While there's no such trouble at HSBC or Barclays, Monday's interim results presented challenges of a different kind. Both lenders leaned heavily on lucrative investment-banking units to soften the blow from bad debts in the commercial or retail arms of the groups. Owing in part to its purchase last fall of Lehman Brothers' U.S. operations, profits at Barclays Capital doubled in the first half of the year, to $1.7 billion. The group's charges for bad debt, meanwhile, leaped by a similar rate, to some $7.7 billion. Vital to the bank in coming years: reducing its reliance on highly cyclical investment banking by boosting the share of income from commercial and retail operations.

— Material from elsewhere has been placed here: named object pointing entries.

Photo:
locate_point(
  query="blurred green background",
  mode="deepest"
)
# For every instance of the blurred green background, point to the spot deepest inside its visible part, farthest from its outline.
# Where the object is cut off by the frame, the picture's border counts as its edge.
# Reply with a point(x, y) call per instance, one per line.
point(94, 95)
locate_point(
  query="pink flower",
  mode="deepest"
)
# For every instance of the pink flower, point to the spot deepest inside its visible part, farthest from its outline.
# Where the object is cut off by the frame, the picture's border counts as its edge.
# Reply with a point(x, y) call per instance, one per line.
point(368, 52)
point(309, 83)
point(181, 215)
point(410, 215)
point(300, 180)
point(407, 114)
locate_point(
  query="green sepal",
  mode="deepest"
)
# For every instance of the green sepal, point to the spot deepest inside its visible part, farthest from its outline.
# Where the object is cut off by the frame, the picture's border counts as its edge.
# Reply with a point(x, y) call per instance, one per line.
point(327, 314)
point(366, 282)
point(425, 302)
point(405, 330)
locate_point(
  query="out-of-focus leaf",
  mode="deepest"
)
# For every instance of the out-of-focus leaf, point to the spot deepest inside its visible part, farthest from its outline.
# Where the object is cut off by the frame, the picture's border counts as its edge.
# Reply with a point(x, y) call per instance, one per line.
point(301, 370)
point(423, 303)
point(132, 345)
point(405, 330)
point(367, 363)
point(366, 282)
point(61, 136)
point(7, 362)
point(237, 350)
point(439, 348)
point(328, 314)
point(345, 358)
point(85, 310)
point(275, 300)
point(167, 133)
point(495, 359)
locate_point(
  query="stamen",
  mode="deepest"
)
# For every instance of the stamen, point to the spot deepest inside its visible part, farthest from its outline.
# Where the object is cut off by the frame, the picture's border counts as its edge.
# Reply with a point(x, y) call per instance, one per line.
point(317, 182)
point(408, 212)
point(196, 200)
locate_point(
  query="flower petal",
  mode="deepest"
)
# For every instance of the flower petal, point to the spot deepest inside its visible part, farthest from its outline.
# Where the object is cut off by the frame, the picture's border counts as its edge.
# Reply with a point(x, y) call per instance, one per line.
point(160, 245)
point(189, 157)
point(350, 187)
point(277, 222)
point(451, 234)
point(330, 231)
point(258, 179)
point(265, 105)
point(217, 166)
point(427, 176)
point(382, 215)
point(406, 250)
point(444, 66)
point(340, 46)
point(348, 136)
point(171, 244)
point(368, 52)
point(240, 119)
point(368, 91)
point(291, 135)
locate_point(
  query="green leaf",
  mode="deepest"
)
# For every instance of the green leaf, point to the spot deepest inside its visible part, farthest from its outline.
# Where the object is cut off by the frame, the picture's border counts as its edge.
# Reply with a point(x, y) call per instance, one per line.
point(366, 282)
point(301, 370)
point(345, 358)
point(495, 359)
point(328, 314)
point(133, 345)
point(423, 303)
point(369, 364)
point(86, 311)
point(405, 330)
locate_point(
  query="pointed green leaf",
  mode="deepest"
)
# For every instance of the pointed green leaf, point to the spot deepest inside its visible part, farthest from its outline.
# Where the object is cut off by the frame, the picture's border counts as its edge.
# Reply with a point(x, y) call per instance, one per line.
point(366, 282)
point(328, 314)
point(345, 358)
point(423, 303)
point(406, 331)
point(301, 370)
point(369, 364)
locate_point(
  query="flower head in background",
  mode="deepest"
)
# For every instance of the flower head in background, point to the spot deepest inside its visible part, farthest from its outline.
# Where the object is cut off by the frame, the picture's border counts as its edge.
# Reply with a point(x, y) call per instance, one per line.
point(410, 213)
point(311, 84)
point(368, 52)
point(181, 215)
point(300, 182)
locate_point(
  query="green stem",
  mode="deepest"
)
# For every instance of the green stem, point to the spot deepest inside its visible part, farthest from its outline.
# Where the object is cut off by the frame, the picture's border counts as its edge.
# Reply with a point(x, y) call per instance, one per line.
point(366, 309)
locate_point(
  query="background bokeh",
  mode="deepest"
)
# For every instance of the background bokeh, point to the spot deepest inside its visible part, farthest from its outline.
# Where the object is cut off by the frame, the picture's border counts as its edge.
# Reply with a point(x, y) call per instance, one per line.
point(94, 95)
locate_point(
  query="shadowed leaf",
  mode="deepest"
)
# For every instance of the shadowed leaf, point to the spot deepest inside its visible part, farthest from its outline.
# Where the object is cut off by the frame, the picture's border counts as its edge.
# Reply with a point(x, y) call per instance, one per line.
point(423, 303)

In their efforts to expand, going without government bailouts during the depths of the crisis last fall won't have done either bank's prospects any harm. While Barclays and HSBC have both benefited from taxpayer loans or guarantees — part of a $2 trillion package of state and central-bank aid doled out to Britain's lenders — both "have worked hard on their balance sheets," says Simon Maughan, a banking analyst at MF Global brokerage in London. Having tapped Middle East investors last year in an effort to bolster its capital base, Barclays agreed in June to sell the investment unit BGI to U.S. fund manager BlackRock for $13 billion. HSBC, for its part, pulled in close to $18 billion in a bumper-rights issue in April. The result: "Survival is no longer the issue" for these banks, says Maughan. "Growth can be once again."

For others, meanwhile, the prospects may not be so bright. Impairments at Lloyds rose to $22.8 billion in the first half, the company said Wednesday, thanks largely to its acquisition in January of HBOS, the troubled U.K. lender heavily exposed to Britain's declining property market. Still, you can't fault Lloyds' optimism. The bank, in which the government has a 43% stake, predicted "high single-digit income growth" within two years. Analysts expect a steep hike in provisions for bad loans when Royal Bank of Scotland (RBS), Britain's largest taxpayer-funded lender, unveils first-half results later this week. After falling to a $40 billion loss last year, the largest in U.K. corporate history, RBS — more than two-thirds of it in government hands — should at least break even this time around, Maughan reckons. At the very least, it will be another report of improvement.